Taken together, we replicated the direct-gaze effect for photographic faces, but did not find an effect of gaze/arrow direction in any other stimulus configuration. While we are aware that the interpretation of null results is tricky, further results support our conclusions. First, between-experiment ANOVAs revealed significant differences between direct-gaze effects of Experiment 1 and all other experiments. Second, numerical differences between averted minus direct stimuli in Experiments 2–6 are also negligible (maximum 3 ms), which suggests that the absence of significant effects is not due to mere power issues. Finally, frequentist inferences of non-significant gaze effects were supported by Bayesian results with none of the BFs in Experiments 2–6 providing evidence for the alternative hypothesis (no BF < 1/3). For three experiments, namely Experiments 2, 4, and 5, the BFs provided clear evidence for the null hypothesis (BF > 3), while for experiments with ambiguous evidence (Experiments 3 and 6), RTs were slightly faster for averted stimuli rather than for direct stimuli. Of course, further research is necessary to strengthen the absence of direct-gaze effects in reduced social stimuli and to further explore the boundary conditions and underlying factors of this absence.

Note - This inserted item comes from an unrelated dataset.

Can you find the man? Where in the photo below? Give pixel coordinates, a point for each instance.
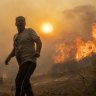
(26, 53)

Although we varied our stimulus set along several dimensions, performance for targets on moving stimuli was generally better than on stimuli that remained static. In other words, except for Experiment 6, the motion effect remained present across the degree of social information, the degree to which this information was naturalistic, and the degree to which isolated features versus holistic faces were presented. This pattern confirms the finding that sudden-onset motion captures attention (Abrams & Christ, 2005) and demonstrates generalizability to a variety of stimuli. In this light, the finding that the motion effect in schematic faces (Experiment 5) vanishes when a head-turn movement is introduced (Experiment 6) is particularly surprising. One possibility is that motion effects are not as stable as generally assumed. However, considering findings from Experiments 1–5 and the vast body of literature on motion effects, including previous studies using the same paradigm (Böckler et al., 2015; Byer et al., 2018), this seems rather unlikely. An alternative explanation is that other attentional or volitional processes cancelled out motion effects in Experiment 6. That is, basic or configural aspects of the head-turn stimuli might have prevented them from inducing an apparent motion effect. Critically, findings from Bayes analyses on motion effects in Experiment 6 were ambiguous, indicating that further research is necessary to replicate and potentially clarify these (null-) effects.

Conclusions

To conclude, the present results indicate that even though attention capture by direct gaze is triggered by small stimulus facets such as the eyes, it critically depends on facial context information. Direction information that was conveyed by symbolic stimuli, by isolated eyes, or even by schematic faces with head-turns identical to those in photographs did not catch attention in a similar manner. This pattern speaks to the idea that social context information has an early effect on attention capture and can modulate our subsequent perception, cognition and interaction (Laidlaw et al., 2011). Hence, instead of blindly being drawn by gaze wherever we spot it, we may only catch the eye of someone we can potentially interact with.